Thursday, December 25, 2008

McGovern Beats Nixon

[2 items]

McGovern Beats Nixon

http://www.amconmag.com/article/2009/jan/12/00016/

How the South Dakota senator remade the Right

By Daniel McCarthy
January 12, 2009 Issue

George McGovern is enjoying a renaissance. The 86-year-old ex-senator
best known for losing the 1972 presidential election in an
avalanche­he carried only one state, Massachusetts­won new friends
among libertarians last spring with two startlingly laissez-faire
op-eds in the Wall Street Journal. He'll receive further attention in
January when Times Books publishes his Abraham Lincoln, the latest
installment in the Sean Wilentz-edited American Presidents series.
But sweetest of all for the senator from Mitchell, South Dakota, in
November he finally came back to win the White House­or so you might think.

Republicans had a hard time distinguishing Barack Obama from the
Democrat Nixon trounced 36 years earlier. Writing at National Review
Online, Victor Davis Hanson christened the Illinois senator, "the
Second Coming of McGovern." In Commentary, Joshua Muravchik warned
that Obama "comes to us from a background farther to the Left than
any presidential nominee since McGovern, or perhaps ever." His
associates certainly seemed to come straight out of the McGovern
bestiary: conservatives pounced on the opportunity to tie Obama to
the New Left (via Bill Ayers) and black radicalism (via Rev. Jeremiah
Wright). Among liberals, Hillary Clinton supporter Harold Ickes and
the New Republic's John Judis also ventured comparisons between the
1972 and 2008 Democratic nominees.

And not without reason: Obama's primary base of students, blacks, and
cultural leftists bore a striking resemblance to the McGovern
coalition of yesteryear. But for conservative Republicans, the
demographic parallels were merely lagniappe­since for them every
Democratic leader, no matter how Southern, how pro-war, how
middle-of-the-road, is really a McGovernite. Indeed, for nearly 40
years the conservative movement has defined itself in opposition to
the Democratic standard-bearer of 1972. Anti-McGovernism has come to
play for the Right the unifying role that anticommunism once played,
much to the detriment of older principles such as limited government,
fiscal continence, and prudence in foreign policy.

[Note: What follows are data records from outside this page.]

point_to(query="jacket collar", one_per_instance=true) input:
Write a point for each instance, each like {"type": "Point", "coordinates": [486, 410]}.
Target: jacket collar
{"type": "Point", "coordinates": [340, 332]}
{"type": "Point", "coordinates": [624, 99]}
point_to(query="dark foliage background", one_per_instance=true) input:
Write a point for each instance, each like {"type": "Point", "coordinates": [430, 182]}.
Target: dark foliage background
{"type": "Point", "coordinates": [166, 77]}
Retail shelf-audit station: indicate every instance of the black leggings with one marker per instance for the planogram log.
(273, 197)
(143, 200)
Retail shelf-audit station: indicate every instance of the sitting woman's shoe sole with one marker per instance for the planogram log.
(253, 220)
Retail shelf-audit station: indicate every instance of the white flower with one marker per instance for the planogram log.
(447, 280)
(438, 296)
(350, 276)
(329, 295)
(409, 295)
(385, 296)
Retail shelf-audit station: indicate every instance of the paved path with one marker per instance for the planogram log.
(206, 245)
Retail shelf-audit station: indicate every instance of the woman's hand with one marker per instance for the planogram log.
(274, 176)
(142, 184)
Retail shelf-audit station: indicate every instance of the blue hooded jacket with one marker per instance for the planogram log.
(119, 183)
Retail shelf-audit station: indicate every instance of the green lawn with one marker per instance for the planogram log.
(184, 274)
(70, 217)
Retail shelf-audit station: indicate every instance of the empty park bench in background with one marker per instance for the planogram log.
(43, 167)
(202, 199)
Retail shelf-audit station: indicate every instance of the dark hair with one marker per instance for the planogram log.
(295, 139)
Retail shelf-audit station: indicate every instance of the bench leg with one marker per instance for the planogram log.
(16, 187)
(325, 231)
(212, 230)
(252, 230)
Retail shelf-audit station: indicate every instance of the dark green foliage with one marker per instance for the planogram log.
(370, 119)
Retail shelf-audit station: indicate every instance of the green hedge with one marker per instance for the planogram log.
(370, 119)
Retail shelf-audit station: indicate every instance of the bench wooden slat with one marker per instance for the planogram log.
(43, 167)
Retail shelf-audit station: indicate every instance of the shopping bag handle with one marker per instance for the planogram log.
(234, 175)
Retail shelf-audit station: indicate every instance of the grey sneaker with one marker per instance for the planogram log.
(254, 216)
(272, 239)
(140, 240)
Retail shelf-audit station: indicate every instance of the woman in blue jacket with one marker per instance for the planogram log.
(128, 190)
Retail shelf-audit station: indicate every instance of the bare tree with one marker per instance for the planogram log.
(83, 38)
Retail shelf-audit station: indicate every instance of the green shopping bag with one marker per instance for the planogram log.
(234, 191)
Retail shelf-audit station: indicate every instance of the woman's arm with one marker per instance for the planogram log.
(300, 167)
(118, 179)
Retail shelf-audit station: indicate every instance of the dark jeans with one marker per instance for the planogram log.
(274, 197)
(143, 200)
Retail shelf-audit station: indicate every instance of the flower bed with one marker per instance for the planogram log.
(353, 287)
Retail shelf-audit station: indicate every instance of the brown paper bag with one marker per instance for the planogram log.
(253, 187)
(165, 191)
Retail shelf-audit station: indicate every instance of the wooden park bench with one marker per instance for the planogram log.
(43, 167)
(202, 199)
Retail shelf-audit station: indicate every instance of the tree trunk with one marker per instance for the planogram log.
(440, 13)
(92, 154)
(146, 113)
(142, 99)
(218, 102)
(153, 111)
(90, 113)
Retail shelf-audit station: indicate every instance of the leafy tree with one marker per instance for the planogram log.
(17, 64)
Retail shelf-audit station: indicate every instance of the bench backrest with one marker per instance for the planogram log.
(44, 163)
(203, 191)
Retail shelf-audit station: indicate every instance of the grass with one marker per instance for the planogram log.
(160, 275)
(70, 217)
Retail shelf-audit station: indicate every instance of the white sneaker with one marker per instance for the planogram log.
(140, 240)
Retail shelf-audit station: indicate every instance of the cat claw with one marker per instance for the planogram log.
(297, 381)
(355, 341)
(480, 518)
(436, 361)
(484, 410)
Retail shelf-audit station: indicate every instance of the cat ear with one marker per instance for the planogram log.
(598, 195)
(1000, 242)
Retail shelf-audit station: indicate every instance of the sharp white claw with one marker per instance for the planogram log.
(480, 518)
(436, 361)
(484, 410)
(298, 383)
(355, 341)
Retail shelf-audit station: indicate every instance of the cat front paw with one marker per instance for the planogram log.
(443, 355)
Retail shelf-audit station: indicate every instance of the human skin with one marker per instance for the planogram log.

That Republicans prefer to run against McGovern no matter whom the
Democrats nominate is understandable enough. Nixon's victory against
the South Dakotan was a blowout of historic proportions. The Democrat
received just 37.5 percent of the popular vote to Nixon's 60.7
percent. The only electors McGovern won, besides those of
Massachusetts, came from Washington, D.C. Even Walter Mondale
performed better against Reagan in 1984. (Though not by much.) What's
more, McGovern's nomination confirmed, in fact and symbolically, the
hard Left's takeover of the Democratic Party and the shattering of
the New Deal coalition of Southern conservatives, blacks, and
working-class whites. The Republican playbook ever since has relied
on securing the South while making whatever inroads are possible
among blue-collar workers­the "hardhats" of the Nixon era, the Reagan
Democrats, and of course Joe the Plumber.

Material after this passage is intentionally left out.